The lunch is over and all the guests—excluding Samson Quartey—are gone. The house has been tidied up, the dogs are napping, and Poe’s just cornered her father and Samson talking on the deck.

“You promised,” Poe reminds her father when he turns to face her. “You said if I came home, you’d tell me why you and Mom went to Thornchapel. You said you’d tell me what you were doing that summer.”

She expects him to defer, to deflect. She expects him to hedge away from answering like he has so many times before. But he doesn’t do any of that. Instead, he looks over to Rebecca’s father, who nods at him, and it’s the kind of nod that makes Poe think they’ve already discussed this.

“You’re right,” David Markham says. “But I think all of you deserve to hear it, all together.”

It takes close to thirty minutes, but eventually everyone is gathered in the living room, sitting on overstuffed sofas and chairs—except for Auden, who sits on the floor so that everyone else can have a seat. His lap and legs are immediately covered with dogs looking for ear scratches, which he furnishes with a small smile and several low croons.

David insists that everyone has a drink, and while he’s pouring whisky and gin for his guests, Poe hears Delphine say to Rebecca, “Did you hear Emily Genovese say yesterday she’s coming to London next month? For a film festival?”

Rebecca’s voice is tense when she answers. “I didn’t.”

“Maybe we should take her out to dinner,” Delphine muses. “Or see if she’d like to come to Justine’s! That would be a nice way to welcome to her to London, since she let us play at Orthia’s.”

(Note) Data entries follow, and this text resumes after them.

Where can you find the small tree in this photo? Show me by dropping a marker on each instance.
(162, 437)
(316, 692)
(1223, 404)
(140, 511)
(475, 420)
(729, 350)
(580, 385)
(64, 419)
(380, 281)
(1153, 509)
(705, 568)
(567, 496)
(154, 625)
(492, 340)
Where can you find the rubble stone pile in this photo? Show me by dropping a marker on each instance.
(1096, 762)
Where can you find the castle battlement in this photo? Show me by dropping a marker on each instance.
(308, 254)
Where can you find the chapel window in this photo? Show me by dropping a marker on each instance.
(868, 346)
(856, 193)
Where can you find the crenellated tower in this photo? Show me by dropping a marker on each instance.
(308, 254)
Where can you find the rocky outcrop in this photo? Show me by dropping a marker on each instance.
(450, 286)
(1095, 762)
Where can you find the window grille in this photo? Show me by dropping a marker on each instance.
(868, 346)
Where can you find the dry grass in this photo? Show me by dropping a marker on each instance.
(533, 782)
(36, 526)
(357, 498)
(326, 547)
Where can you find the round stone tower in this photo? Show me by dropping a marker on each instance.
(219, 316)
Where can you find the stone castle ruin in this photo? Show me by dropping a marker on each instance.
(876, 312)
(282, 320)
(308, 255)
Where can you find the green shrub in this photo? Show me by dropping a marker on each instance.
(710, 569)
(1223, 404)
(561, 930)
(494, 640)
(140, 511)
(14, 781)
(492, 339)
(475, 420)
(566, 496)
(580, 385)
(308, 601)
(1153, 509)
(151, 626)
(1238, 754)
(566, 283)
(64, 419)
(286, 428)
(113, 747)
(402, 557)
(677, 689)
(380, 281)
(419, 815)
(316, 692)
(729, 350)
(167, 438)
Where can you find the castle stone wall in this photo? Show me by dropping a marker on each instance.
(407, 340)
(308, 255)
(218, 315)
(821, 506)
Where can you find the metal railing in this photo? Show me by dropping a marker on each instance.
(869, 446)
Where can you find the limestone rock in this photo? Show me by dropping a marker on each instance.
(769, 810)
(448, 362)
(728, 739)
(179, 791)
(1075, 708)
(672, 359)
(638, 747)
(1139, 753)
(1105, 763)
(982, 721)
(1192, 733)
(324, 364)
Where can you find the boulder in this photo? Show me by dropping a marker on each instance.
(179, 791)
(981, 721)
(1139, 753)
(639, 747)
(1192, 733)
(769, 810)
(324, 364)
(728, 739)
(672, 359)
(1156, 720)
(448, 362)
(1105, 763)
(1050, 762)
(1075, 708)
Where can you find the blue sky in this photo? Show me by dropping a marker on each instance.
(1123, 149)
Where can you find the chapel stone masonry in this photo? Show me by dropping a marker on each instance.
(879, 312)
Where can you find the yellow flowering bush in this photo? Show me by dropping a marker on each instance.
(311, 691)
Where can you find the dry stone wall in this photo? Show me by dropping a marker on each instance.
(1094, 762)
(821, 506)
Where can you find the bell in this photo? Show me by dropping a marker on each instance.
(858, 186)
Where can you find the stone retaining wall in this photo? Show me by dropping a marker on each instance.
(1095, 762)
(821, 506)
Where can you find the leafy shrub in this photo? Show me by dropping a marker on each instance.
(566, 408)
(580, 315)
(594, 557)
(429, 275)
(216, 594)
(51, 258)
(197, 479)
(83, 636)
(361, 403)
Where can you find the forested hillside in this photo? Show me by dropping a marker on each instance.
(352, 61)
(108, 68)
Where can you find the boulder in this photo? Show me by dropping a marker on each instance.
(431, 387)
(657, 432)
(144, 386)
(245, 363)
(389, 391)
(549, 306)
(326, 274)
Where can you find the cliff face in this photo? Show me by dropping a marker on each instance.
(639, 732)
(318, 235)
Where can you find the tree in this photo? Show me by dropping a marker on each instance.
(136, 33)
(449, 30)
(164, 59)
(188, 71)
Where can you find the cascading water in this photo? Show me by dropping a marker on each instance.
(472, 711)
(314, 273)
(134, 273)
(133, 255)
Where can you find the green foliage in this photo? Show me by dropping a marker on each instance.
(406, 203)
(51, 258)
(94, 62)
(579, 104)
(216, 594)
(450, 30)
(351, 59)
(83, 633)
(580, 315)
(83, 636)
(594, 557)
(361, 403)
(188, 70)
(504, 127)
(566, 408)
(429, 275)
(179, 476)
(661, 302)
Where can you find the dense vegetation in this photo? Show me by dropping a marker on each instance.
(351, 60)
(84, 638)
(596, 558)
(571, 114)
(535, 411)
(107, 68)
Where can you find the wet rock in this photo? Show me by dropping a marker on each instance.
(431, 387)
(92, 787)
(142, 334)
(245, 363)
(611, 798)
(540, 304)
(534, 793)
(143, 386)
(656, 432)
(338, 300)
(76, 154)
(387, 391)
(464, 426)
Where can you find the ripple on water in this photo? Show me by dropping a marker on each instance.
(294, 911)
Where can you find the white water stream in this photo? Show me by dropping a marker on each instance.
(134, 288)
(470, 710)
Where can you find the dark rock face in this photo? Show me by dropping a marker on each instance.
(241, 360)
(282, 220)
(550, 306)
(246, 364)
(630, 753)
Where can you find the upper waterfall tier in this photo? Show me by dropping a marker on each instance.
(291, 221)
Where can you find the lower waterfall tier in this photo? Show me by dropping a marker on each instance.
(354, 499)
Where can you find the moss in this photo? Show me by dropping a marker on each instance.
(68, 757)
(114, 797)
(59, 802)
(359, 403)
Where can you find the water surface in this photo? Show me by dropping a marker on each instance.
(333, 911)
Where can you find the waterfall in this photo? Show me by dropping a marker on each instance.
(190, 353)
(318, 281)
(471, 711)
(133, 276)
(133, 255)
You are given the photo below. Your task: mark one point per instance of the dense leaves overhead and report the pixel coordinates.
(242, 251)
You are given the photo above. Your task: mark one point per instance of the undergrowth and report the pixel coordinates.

“Sounds brilliant,” Rebecca mutters.

Poe only has a second to wonder why Rebecca doesn’t seem to like Emily before Poe’s father is seated on a sofa next to Samson. They look cute together, in a mismatched kind of way—Samson in carefully pressed pants and a sport coat, and Poe’s dad in jeans and a fraying University of Kansas T-shirt.

David takes a drink and says to Samson, “I wish the others were here.”

“You mean our parents,” Becket says from his chair, nodding down to Delphine. Neither the Hesses nor the Danseys were able to come to Kansas for the funeral.

“They should be the ones to tell you,” Poe’s father says uncomfortably.